O Impacto do Controle de Plantas Daninhas nas Pastagens
Recentemente, uma pesquisa publicada no Soil Science Society of America Journal trouxe à luz a relação entre o controle de plantas daninhas em pastagens e o sequestro de carbono no solo. Conduzida por especialistas da Universidade da Flórida, em colaboração com instituições do Brasil, Estados Unidos e a Corteva Agriscience, o estudo analisou os efeitos do manejo de espécies invasoras, especificamente o caruru-espinhoso (Amaranthus spinosus L.), no acúmulo de carbono e nitrogênio no solo.
Os resultados são claros: a prática de um manejo eficaz das plantas daninhas pode aumentar os estoques de carbono orgânico, favorecendo diretamente o sequestro de carbono e a regeneração de pastagens que sofreram degradação.
Consequências da Infestação por Plantas Invasoras
De acordo com a pesquisa, áreas infestadas por caruru-espinhoso demonstraram uma diminuição de aproximadamente 15% no carbono orgânico do solo (SOC) em comparação com pastagens isentas de plantas daninhas. Este fenômeno está associado à diminuição da biomassa subterrânea e à alteração nos comportamentos do gado, que tende a evitar pastagens dominadas por invasoras, impactando negativamente a circulação de nutrientes e o equilíbrio ecológico do solo.

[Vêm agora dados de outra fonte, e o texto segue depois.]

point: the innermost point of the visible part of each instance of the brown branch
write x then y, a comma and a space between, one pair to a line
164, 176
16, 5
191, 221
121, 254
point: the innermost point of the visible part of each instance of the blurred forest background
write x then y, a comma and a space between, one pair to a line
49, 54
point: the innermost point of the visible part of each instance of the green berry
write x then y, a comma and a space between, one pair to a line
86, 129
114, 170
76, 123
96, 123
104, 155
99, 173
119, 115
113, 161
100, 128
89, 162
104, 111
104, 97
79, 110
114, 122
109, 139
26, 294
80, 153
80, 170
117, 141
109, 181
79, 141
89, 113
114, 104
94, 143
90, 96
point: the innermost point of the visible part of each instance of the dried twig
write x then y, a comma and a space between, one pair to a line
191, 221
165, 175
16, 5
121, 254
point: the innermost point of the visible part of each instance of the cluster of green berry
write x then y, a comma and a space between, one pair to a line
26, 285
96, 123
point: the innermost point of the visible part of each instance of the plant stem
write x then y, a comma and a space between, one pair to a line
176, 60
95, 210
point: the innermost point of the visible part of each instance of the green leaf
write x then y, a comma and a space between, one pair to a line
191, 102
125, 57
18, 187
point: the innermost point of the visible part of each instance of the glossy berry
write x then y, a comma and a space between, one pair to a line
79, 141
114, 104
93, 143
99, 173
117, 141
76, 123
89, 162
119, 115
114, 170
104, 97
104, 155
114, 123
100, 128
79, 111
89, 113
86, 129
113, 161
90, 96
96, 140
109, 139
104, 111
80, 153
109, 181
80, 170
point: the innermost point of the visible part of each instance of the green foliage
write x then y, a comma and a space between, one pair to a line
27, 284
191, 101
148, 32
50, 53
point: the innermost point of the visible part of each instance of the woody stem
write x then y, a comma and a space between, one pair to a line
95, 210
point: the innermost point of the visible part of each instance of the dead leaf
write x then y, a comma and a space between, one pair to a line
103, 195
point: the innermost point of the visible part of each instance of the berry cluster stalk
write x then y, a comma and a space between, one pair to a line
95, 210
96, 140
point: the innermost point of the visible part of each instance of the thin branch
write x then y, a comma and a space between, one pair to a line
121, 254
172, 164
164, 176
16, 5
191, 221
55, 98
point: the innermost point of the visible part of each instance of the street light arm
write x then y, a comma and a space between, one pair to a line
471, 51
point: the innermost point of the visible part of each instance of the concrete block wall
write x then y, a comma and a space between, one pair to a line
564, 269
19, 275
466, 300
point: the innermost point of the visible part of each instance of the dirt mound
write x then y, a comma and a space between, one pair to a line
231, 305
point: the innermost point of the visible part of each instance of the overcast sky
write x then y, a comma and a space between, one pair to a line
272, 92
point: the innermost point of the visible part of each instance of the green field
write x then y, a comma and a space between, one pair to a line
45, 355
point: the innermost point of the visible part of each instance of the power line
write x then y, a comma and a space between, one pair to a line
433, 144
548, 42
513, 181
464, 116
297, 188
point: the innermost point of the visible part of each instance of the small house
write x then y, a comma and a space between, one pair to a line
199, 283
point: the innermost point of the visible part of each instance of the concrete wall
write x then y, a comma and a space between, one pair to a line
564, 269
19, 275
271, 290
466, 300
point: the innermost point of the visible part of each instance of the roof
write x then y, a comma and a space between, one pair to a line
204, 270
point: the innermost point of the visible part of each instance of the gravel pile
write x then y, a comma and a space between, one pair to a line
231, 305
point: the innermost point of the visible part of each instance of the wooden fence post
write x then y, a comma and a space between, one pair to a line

A Importância do Manejo para Sustentabilidade e Produtividade
Rodrigo Takegawa, Líder de Marketing e Comercial da Linha Pastagem da Corteva Agriscience para Brasil e Paraguai, ressalta a relevância do manejo técnico nas áreas de pastagem: “Este estudo evidencia que um manejo avançado de pastagens é vital não apenas para a produtividade do setor pecuário, mas também para a agenda climática global. O uso de forrageiras robustas e livres de matocompetição é fundamental para a retenção de carbono e a saúde do solo.”
A pesquisa ainda sugere que o controle das plantas daninhas estimula o crescimento das raízes das forrageiras, aumentando a capacidade de armazenamento de carbono. Por exemplo, as raízes da grama-bermuda (Cynodon dactylon) são significativamente mais densas do que as das plantas invasoras, destacando sua importância no sequestro de carbono.
Investimentos em Inovação para Pecuária Sustentável
A Corteva enfatiza que destina cerca de US$ 4 milhões diariamente em Pesquisa e Desenvolvimento globalmente, parte dos quais é alocada para soluções tecnológicas que promovem o manejo sustentável das pastagens. O objetivo é auxiliar os pecuaristas a incrementar a produtividade enquanto mitigam os impactos das mudanças climáticas. “Investir em inovação e manejo sustentável é garantir a fertilidade do solo, reduzir as emissões de carbono e aumentar a rentabilidade dos produtores rurais,” afirma Takegawa.
Recentemente, a empresa lançou uma nova molécula e herbicidas inovadores que visam um controle mais eficaz da matocompetição, permitindo que as forrageiras se desenvolvam plenamente e contribuam para o aumento do carbono armazenado no solo.
Pastagens Limpas: Garantia de Rentabilidade e Sustentabilidade
O manejo correto das plantas daninhas já é amplamente reconhecido pelos pecuaristas como uma estratégia que potencializa a produção tanto de carne quanto de leite, ao aprimorar a qualidade nutricional do pasto. Além disso, a aplicação responsável de herbicidas nas pastagens auxilia na recuperação de áreas degradadas, minimizando a necessidade de abrir novas áreas para a pecuária e, consequentemente, contribuindo para a preservação ambiental.
“Com a comprovação científica em mãos, os produtores têm mais um incentivo para investir no controle das invasoras: a elevação do carbono no solo,” conclui Takegawa. Essa constatação reitera o compromisso da Corteva, que completa 65 anos de atuação no setor de pastagens, com inovações que conciliam produtividade e sustentabilidade.